Mereka umumnya berasal dari kalangan aktivis, jurnalis, hingga anggota masyarakat sipil yang kerap bersuara lantang mengenai isu-isu hak asasi manusia dan kebebasan sipil. Artinya, serangan ini bukan peretasan acak, melainkan operasi yang sangat terarah.
3. Amnesty International Turut Menyelidiki
Amnesty International, organisasi hak asasi manusia yang berbasis di London, langsung bergerak untuk melakukan analisis forensik. Peneliti mereka, Donncha O Cearbhaill, menyebut bahwa ada tanda-tanda serangan ini tidak hanya memengaruhi WhatsApp, tetapi juga aplikasi lain di perangkat korban.
Hal ini menambah kompleksitas ancaman, karena data sensitif dari berbagai platform bisa terekspos.
4. Mengingatkan Kasus Pegasus Spyware
Bagi sebagian pengamat, kasus ini mengingatkan pada Pegasus, spyware kontroversial yang dikembangkan NSO Group. Pegasus terkenal mampu menyusup ke perangkat smartphone hanya dengan sebuah panggilan yang tidak perlu dijawab.

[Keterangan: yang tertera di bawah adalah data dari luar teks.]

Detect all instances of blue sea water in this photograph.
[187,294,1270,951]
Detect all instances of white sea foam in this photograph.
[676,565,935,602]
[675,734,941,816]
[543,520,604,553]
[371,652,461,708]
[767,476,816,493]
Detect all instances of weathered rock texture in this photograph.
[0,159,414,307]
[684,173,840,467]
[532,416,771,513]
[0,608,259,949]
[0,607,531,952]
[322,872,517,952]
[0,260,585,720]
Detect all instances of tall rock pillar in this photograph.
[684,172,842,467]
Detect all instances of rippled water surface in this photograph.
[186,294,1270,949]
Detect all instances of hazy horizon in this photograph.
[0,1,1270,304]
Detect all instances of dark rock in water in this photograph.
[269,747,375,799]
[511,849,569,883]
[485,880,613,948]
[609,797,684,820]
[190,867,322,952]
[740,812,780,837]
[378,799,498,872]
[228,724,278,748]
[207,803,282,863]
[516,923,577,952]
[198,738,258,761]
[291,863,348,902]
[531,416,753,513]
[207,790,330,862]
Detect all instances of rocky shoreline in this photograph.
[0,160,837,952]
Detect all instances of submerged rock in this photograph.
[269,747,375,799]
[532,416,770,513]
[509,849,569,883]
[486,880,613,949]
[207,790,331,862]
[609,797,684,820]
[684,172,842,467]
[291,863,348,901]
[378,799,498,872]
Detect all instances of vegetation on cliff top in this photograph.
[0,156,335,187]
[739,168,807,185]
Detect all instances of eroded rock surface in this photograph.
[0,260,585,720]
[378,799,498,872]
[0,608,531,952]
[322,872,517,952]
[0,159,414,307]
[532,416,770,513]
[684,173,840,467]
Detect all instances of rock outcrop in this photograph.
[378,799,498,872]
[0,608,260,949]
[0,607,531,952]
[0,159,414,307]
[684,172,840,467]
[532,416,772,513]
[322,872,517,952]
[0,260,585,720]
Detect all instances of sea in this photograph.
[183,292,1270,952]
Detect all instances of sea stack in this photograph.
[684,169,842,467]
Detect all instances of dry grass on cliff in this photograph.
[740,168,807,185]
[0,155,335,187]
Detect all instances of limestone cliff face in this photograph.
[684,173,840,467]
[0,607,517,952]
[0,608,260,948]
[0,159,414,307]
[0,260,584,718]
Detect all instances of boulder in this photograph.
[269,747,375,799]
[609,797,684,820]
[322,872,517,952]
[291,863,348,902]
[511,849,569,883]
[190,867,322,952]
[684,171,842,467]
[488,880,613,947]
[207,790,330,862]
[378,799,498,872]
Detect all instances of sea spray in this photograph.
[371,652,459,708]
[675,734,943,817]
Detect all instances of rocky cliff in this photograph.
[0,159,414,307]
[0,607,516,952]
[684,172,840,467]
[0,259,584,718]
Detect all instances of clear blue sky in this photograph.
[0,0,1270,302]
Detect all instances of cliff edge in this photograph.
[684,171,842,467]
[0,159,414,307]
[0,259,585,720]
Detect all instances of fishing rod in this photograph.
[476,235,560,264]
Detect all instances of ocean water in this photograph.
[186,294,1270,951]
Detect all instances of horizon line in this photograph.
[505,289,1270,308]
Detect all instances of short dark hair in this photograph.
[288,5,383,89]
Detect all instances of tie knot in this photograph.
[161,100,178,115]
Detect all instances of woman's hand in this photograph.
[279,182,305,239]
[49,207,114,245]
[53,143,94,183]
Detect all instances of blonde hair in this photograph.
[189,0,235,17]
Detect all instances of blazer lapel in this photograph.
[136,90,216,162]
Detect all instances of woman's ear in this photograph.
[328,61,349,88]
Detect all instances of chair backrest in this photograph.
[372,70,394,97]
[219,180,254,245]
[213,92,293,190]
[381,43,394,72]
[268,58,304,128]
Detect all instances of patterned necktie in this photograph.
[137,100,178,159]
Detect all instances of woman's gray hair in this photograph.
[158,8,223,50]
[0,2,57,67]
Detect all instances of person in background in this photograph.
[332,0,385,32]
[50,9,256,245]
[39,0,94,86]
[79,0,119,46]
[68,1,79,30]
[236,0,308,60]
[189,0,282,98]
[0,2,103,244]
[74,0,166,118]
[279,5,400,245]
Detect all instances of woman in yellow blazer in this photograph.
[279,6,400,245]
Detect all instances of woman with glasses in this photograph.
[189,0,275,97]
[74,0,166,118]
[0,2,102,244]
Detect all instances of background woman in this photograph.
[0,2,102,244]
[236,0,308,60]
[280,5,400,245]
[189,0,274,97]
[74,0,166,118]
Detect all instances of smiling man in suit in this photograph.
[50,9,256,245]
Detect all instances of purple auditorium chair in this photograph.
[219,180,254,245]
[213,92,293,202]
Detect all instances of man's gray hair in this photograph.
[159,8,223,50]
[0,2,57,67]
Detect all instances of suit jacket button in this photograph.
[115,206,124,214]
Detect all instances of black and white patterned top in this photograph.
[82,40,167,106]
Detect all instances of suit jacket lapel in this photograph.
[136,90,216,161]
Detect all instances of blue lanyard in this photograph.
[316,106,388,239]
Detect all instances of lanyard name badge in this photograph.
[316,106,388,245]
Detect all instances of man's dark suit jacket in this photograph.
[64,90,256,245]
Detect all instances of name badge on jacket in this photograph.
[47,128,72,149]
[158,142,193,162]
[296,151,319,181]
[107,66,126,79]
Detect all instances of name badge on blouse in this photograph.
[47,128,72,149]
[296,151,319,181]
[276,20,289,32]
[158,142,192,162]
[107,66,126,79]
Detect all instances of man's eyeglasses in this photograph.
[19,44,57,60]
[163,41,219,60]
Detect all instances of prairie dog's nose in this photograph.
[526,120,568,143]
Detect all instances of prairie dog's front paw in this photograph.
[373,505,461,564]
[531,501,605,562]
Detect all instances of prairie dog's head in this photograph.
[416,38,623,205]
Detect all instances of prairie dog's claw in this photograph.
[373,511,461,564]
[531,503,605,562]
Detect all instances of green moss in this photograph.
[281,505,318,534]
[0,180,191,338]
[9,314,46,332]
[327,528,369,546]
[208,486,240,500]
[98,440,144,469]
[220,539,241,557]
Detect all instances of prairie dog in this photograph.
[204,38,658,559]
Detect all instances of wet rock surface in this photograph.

Target Pegasus selama ini juga banyak berasal dari kalangan aktivis dan jurnalis. Walau WhatsApp tidak menyebut nama pihak di balik serangan ini, pola serangan yang muncul terlihat serupa dengan kampanye spyware tingkat negara.
5. WhatsApp Sudah Bertindak Cepat
Dalam pernyataan resminya, WhatsApp memastikan bahwa celah keamanan yang dimanfaatkan para peretas sudah diperbaiki. Perusahaan mengimbau seluruh penggunanya untuk segera memperbarui aplikasi dan sistem operasi perangkat mereka agar mendapatkan perlindungan maksimal.
Tindakan cepat ini diharapkan mampu menutup ruang gerak peretas sebelum jumlah korban bertambah.
Dampak Besar bagi Privasi dan Keamanan Digital
Kasus peretasan yang diungkap WhatsApp bukan hanya soal celah teknis, melainkan juga menyangkut isu lebih luas: hak atas privasi dan keamanan digital.
Aktivis, jurnalis, hingga masyarakat sipil sering kali menjadi sasaran pengawasan karena aktivitas mereka dianggap mengganggu kepentingan pihak tertentu.
Dengan adanya serangan ini, data-data pribadi seperti komunikasi, lokasi, hingga jaringan kontak bisa terekspos. Jika jatuh ke tangan yang salah, informasi tersebut berpotensi dimanfaatkan untuk mengintimidasi, membungkam, bahkan mengkriminalisasi korban.
Cara Melindungi Diri dari Ancaman Serangan Siber
Para pakar keamanan siber menekankan bahwa tidak ada sistem yang benar-benar kebal terhadap peretasan. Namun, ada sejumlah langkah preventif yang bisa dilakukan untuk mengurangi risiko.
Selalu perbarui aplikasi dan sistem operasi: Pembaruan biasanya membawa patch keamanan terbaru yang bisa menutup celah.
Aktifkan autentikasi dua faktor: Dengan 2FA, akun akan lebih sulit diambil alih meskipun kata sandi bocor.
Batasi instalasi aplikasi dari sumber tidak resmi: Hindari mengunduh aplikasi di luar toko resmi seperti App Store atau Google Play.
Waspadai tanda-tanda perangkat aneh: Misalnya baterai cepat habis, perangkat panas, atau data internet boros tanpa sebab.
Gunakan aplikasi keamanan tambahan: Beberapa aplikasi keamanan dapat membantu mendeteksi spyware atau aktivitas mencurigakan.
Kampanye peretasan yang diungkap WhatsApp menunjukkan bahwa ancaman dunia maya semakin nyata, terarah, dan berpotensi menimbulkan dampak serius bagi kebebasan sipil. Meski jumlah korban relatif kecil, kasus ini menjadi alarm keras tentang betapa pentingnya menjaga keamanan digital, terutama bagi mereka yang bergerak di bidang advokasi, jurnalisme, maupun masyarakat sipil yang rawan diawasi.
Perkembangan kasus ini juga akan terus diawasi oleh komunitas keamanan siber global. Sebab, setiap serangan semacam ini bukan hanya menguji pertahanan teknologi, tetapi juga menyangkut isu fundamental tentang kebebasan dan privasi di era digital.